Codes & safety laws in your location might have something to say about you digging your own out with 5 gallon buckets, or doing the stepped-in type of inner walls....

Just laying out the 2 different options of getting there from here. 

--->Paul


----------



## FarmboyBill (Aug 19, 2005)

--Me and my brother dug out our basement in one summer. Dad helped on weekends. We were either in or just out of grade school. Dad bought a horse named Beauty, and we hooked her to a slip and after awhile, she would go out and stop where she thought we wanted her to, We would flip the slip and walk back to the celler. She would go on further out, make a turn then come back and under the house. Mighta took 2 summers. Dad built the sides out of block. and poured the floor by hand.


----------



## fishhead (Jul 19, 2006)

We dug a basement under an oil pumping station by hand on one job I had. We used conveyor belts to lift the gravel from under the building. Seven days a week 10 hours a day.

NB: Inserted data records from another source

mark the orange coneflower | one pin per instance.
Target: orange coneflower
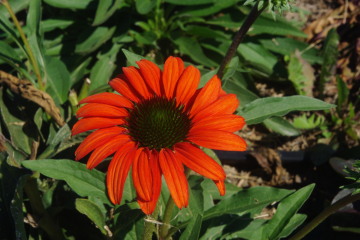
(156, 126)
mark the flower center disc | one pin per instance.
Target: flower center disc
(157, 123)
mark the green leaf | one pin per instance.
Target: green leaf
(189, 2)
(58, 77)
(83, 181)
(281, 126)
(101, 72)
(14, 124)
(92, 211)
(106, 9)
(258, 57)
(301, 74)
(131, 57)
(80, 4)
(343, 91)
(145, 6)
(330, 54)
(247, 200)
(54, 23)
(261, 109)
(91, 39)
(286, 210)
(193, 49)
(192, 230)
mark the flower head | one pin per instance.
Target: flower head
(155, 126)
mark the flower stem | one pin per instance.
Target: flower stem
(250, 19)
(324, 214)
(26, 44)
(167, 217)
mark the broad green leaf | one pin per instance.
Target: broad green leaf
(329, 53)
(287, 46)
(246, 200)
(131, 57)
(14, 124)
(101, 72)
(263, 108)
(92, 211)
(145, 6)
(58, 78)
(208, 9)
(286, 210)
(16, 208)
(93, 38)
(258, 57)
(7, 52)
(79, 4)
(189, 2)
(293, 223)
(301, 74)
(192, 230)
(54, 23)
(281, 126)
(193, 49)
(106, 9)
(83, 181)
(63, 134)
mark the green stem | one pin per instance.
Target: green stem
(324, 214)
(250, 19)
(150, 226)
(26, 43)
(164, 229)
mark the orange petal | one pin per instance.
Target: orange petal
(175, 178)
(228, 122)
(118, 171)
(187, 84)
(224, 105)
(173, 69)
(136, 81)
(101, 110)
(215, 139)
(221, 186)
(195, 159)
(149, 206)
(151, 74)
(122, 86)
(87, 124)
(102, 152)
(207, 95)
(141, 174)
(108, 98)
(96, 139)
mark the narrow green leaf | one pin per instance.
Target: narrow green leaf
(343, 91)
(286, 210)
(281, 126)
(192, 230)
(93, 38)
(193, 49)
(71, 4)
(59, 78)
(145, 6)
(106, 9)
(246, 200)
(329, 53)
(301, 74)
(131, 57)
(92, 211)
(263, 108)
(83, 181)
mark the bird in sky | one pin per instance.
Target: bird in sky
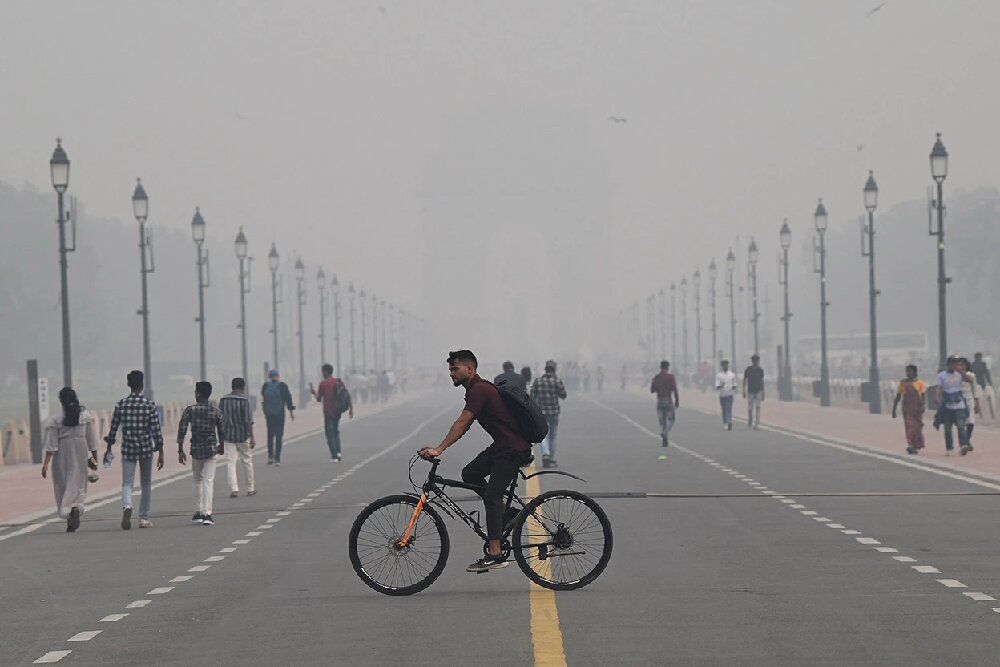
(876, 8)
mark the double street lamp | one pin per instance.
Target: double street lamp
(713, 274)
(300, 290)
(819, 250)
(731, 292)
(785, 390)
(868, 250)
(939, 171)
(272, 263)
(753, 254)
(59, 170)
(140, 208)
(244, 260)
(204, 280)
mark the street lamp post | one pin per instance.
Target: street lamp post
(786, 374)
(140, 208)
(684, 368)
(939, 171)
(713, 273)
(300, 289)
(272, 263)
(871, 201)
(364, 355)
(696, 285)
(819, 248)
(204, 280)
(321, 283)
(241, 255)
(753, 254)
(335, 284)
(731, 293)
(350, 299)
(59, 170)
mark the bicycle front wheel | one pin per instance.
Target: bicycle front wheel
(379, 560)
(562, 540)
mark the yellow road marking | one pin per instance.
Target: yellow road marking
(546, 637)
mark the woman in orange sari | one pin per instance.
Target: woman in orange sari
(911, 393)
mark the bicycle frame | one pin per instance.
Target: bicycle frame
(433, 491)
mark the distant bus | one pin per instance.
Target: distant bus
(896, 346)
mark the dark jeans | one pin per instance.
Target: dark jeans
(275, 432)
(501, 467)
(331, 424)
(956, 417)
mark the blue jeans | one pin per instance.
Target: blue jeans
(145, 482)
(727, 409)
(331, 424)
(549, 443)
(665, 411)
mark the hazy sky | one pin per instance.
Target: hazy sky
(325, 122)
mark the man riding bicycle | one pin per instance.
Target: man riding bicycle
(500, 461)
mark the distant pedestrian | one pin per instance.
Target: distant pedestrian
(336, 401)
(237, 427)
(546, 391)
(953, 409)
(70, 444)
(972, 394)
(275, 399)
(911, 393)
(207, 442)
(141, 436)
(510, 378)
(753, 390)
(725, 384)
(667, 400)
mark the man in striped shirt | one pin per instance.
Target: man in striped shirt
(237, 427)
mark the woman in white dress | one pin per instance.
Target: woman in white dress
(70, 444)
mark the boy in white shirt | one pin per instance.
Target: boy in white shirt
(725, 384)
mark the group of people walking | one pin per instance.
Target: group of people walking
(70, 442)
(958, 395)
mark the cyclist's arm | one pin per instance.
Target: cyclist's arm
(455, 433)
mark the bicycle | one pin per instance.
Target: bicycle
(560, 539)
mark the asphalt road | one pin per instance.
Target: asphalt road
(737, 563)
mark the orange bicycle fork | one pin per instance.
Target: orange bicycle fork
(405, 540)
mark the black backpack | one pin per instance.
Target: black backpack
(531, 423)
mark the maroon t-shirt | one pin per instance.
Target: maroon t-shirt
(483, 400)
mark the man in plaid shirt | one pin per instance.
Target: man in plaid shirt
(141, 436)
(546, 392)
(207, 441)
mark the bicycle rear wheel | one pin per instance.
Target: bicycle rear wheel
(379, 560)
(562, 540)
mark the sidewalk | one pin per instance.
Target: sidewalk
(25, 496)
(850, 426)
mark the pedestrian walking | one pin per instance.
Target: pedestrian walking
(753, 391)
(141, 436)
(336, 400)
(70, 444)
(207, 442)
(546, 391)
(972, 394)
(237, 427)
(911, 393)
(953, 409)
(510, 378)
(725, 384)
(276, 398)
(664, 385)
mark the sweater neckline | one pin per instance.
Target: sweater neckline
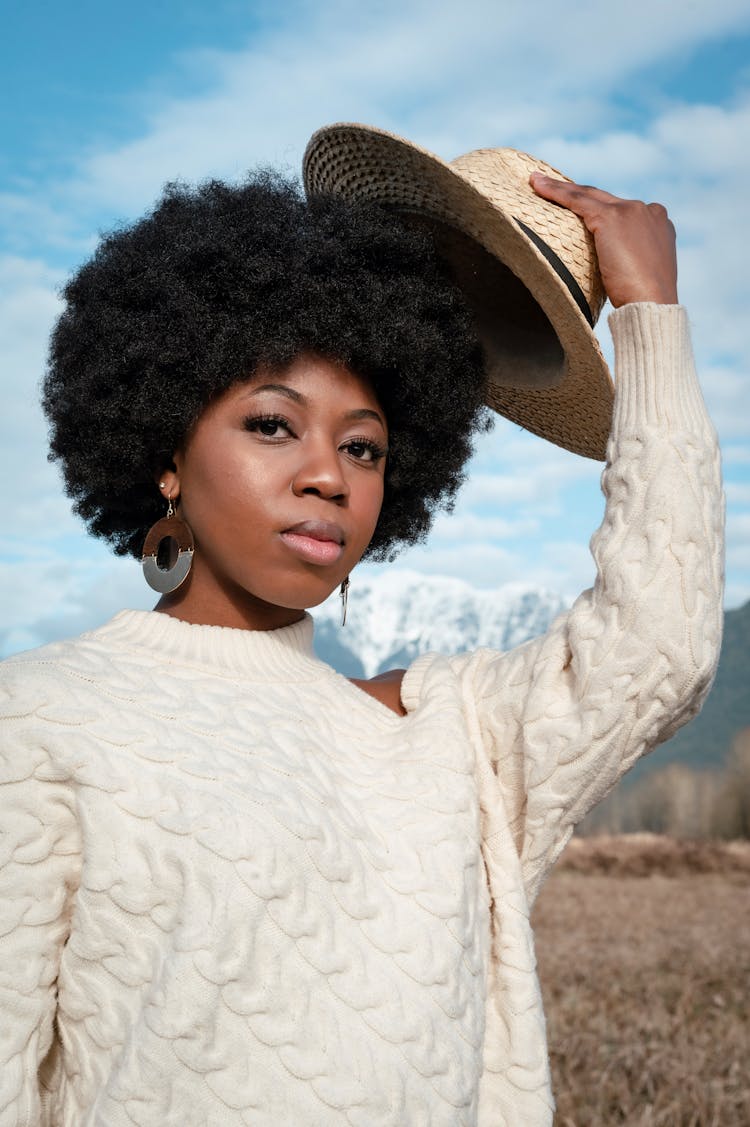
(285, 654)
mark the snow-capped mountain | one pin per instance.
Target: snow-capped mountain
(396, 615)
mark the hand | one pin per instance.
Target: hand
(634, 241)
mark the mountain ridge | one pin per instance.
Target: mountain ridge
(396, 615)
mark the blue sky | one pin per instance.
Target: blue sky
(100, 105)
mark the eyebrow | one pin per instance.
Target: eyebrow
(360, 413)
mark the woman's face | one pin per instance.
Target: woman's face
(281, 480)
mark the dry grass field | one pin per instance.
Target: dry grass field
(644, 956)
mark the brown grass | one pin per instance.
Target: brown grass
(644, 957)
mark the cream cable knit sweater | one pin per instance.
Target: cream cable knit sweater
(236, 889)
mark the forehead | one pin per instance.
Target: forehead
(311, 381)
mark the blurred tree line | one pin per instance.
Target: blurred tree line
(682, 801)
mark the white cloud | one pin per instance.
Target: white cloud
(452, 78)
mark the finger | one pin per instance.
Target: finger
(576, 197)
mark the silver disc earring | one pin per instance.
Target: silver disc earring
(179, 552)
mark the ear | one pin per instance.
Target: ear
(168, 482)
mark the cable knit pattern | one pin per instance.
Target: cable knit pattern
(236, 889)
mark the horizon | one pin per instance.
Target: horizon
(184, 92)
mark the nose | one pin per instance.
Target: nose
(320, 472)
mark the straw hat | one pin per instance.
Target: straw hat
(527, 266)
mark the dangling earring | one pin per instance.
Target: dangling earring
(344, 600)
(166, 579)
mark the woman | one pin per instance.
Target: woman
(238, 888)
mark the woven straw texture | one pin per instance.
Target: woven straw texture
(567, 399)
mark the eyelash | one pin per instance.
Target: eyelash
(255, 422)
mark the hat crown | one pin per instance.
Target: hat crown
(502, 176)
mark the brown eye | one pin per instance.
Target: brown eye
(270, 426)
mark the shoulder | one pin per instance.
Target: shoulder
(386, 688)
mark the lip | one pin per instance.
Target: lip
(316, 541)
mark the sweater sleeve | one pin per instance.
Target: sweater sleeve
(558, 720)
(40, 855)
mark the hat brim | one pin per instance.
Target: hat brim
(546, 371)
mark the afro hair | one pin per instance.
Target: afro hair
(221, 278)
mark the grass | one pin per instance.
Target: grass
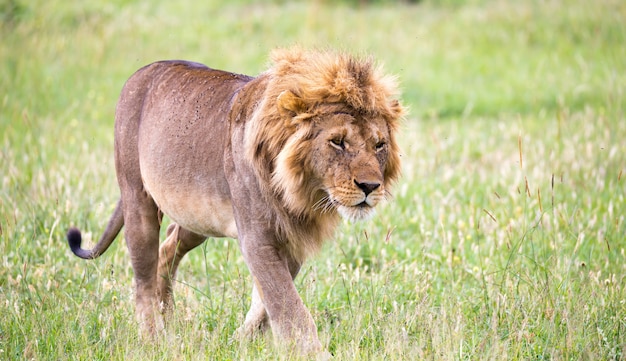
(505, 238)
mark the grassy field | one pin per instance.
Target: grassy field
(506, 236)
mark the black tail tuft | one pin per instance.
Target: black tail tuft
(75, 239)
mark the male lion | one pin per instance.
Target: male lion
(272, 160)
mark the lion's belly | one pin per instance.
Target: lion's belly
(195, 210)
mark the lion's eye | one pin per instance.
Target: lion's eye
(338, 143)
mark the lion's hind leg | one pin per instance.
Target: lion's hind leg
(178, 243)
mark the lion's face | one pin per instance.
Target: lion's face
(341, 162)
(349, 155)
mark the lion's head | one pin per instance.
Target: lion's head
(324, 134)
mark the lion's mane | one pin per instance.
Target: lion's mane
(277, 144)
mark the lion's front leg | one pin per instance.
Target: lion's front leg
(290, 321)
(256, 319)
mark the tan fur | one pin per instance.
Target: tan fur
(272, 160)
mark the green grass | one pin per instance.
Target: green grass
(505, 238)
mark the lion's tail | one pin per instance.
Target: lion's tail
(75, 239)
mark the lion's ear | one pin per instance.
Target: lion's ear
(290, 105)
(397, 109)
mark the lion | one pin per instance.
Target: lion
(274, 161)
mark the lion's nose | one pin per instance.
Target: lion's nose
(367, 187)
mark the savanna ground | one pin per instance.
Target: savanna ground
(505, 238)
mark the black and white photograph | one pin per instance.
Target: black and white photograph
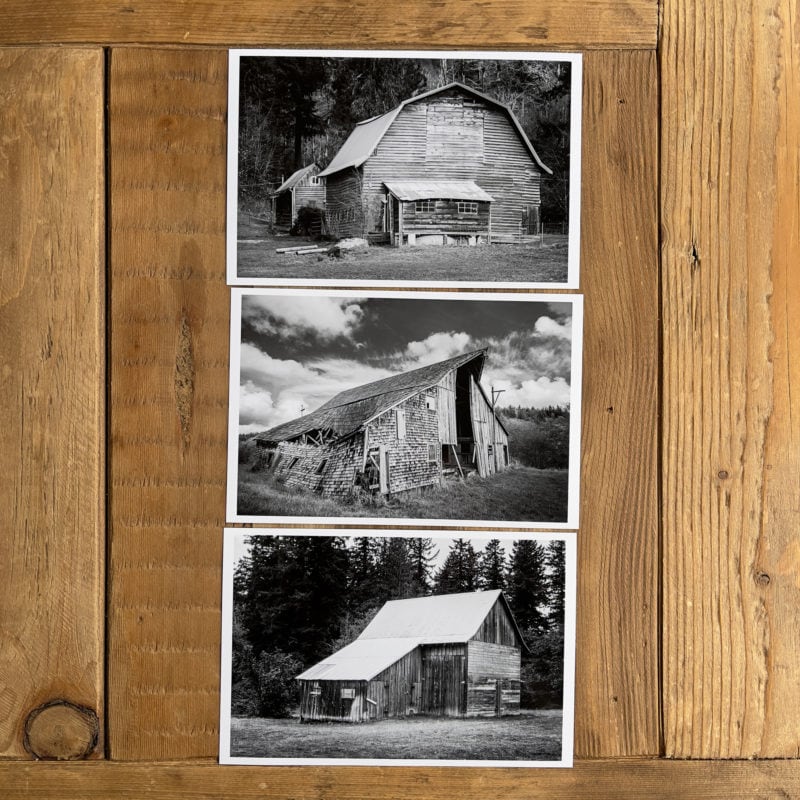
(386, 647)
(362, 168)
(406, 407)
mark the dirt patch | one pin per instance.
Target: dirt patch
(532, 262)
(531, 736)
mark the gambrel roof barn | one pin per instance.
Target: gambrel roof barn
(444, 655)
(402, 432)
(450, 164)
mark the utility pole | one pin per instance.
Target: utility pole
(495, 394)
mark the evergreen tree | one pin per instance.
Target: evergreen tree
(555, 560)
(492, 566)
(459, 573)
(527, 585)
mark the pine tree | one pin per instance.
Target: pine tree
(555, 560)
(459, 573)
(527, 585)
(492, 566)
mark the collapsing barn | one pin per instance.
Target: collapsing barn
(403, 432)
(449, 165)
(456, 655)
(303, 188)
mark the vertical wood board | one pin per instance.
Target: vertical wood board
(52, 357)
(617, 681)
(169, 393)
(731, 307)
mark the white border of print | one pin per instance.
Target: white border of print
(568, 705)
(573, 478)
(576, 106)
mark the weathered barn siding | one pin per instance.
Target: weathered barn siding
(408, 457)
(489, 152)
(444, 680)
(497, 628)
(323, 700)
(446, 407)
(491, 441)
(402, 686)
(342, 460)
(343, 204)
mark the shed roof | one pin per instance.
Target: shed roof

I wonder if it might be faster and even cheaper to move the house and have the basement built normally then move the house back?


----------



## Karenrbw (Aug 17, 2004)

I know a family with numerous children. They sent the kids under the house with 5 gallon buckets and shovels and they dug their own basement. Of course, this was 25 years ago. Probably illegal now.


----------



## ronbre (Apr 26, 2009)

costs would depend a lot on what is there now and how strong it is, what the soil is like, who is digging and with what, and how the basement would be formed..


----------



## Beeman (Dec 29, 2002)

The "dope" might have known something you don't. I would do a lot of checking before digging. Sure seems like a lot of work and expense.


----------



## dragonjaze (Sep 8, 2010)

I had no idea that putting a basement under an existing house was even possible!

Learn summat new every day


----------



## farminghandyman (Mar 4, 2005)

first of all one had better look in to the construction of the house and see if the support is such that one can do it with reasonable rooms in the basement, 

there are two basic ways of doing it, one is to put up temporary supports and put to rebuild the foundation wall with a full basement wall, the second way is to off set the basement wall about 3 foot from the foundation wall, and build up a short retaining wall to support the foundation, built it the depth you want the basement,
and then finish digging out the rest of the dirt, (the draw back of this is the lost space from having to step out the retaining wall to support the foundation wall that is currently existing.

using a bob cat type loader many help, in the dirt removal

many U tubes on people doing it,

some actually find the job (do to the hand labor involved), may be easer/cheaper to move the house a side or put the basement in and move the house over on it,


----------



## Harry Chickpea (Dec 19, 2008)

My brother and I dug out under a 16' x 22' addition one summer. Took us over two weeks of using a mattock and shovel to chop away at blue clay. We had to leave the step backs at the footings for safety, and when the concrete was poured there was a 3' deep bench all the way around. It was OK for storage, but I wasn't overly impressed.

I agree that in doing a whole house, it is likely easier, cheaper, and safer to move the house onto a basement in the back yard than try to build one under the house.


----------



## Common Tator (Feb 19, 2008)

I am watching this thread with great interest. Basements are practically unheard of in California. Most homes that were built in the 60's or later have concrete slabs (like our house in the burbs, and most that were built earlier on a crawl space. Our house at the ranch was dug into a hillside on a crawl space. It sits below the driveway, so that someone standing on the driveway can look into the house and see all through it if bedroom and bathroom doors are open. It has the tiniest closets I have ever seen. It was built as a summer cabin only.

I want to have it raised to sit a little higher than the driveway, and build a basement over it. Maybe we should have the basement built beside it and have it raised and moved onto the basement. I have a contractor friend that is familiar with the place offer an opinion.


----------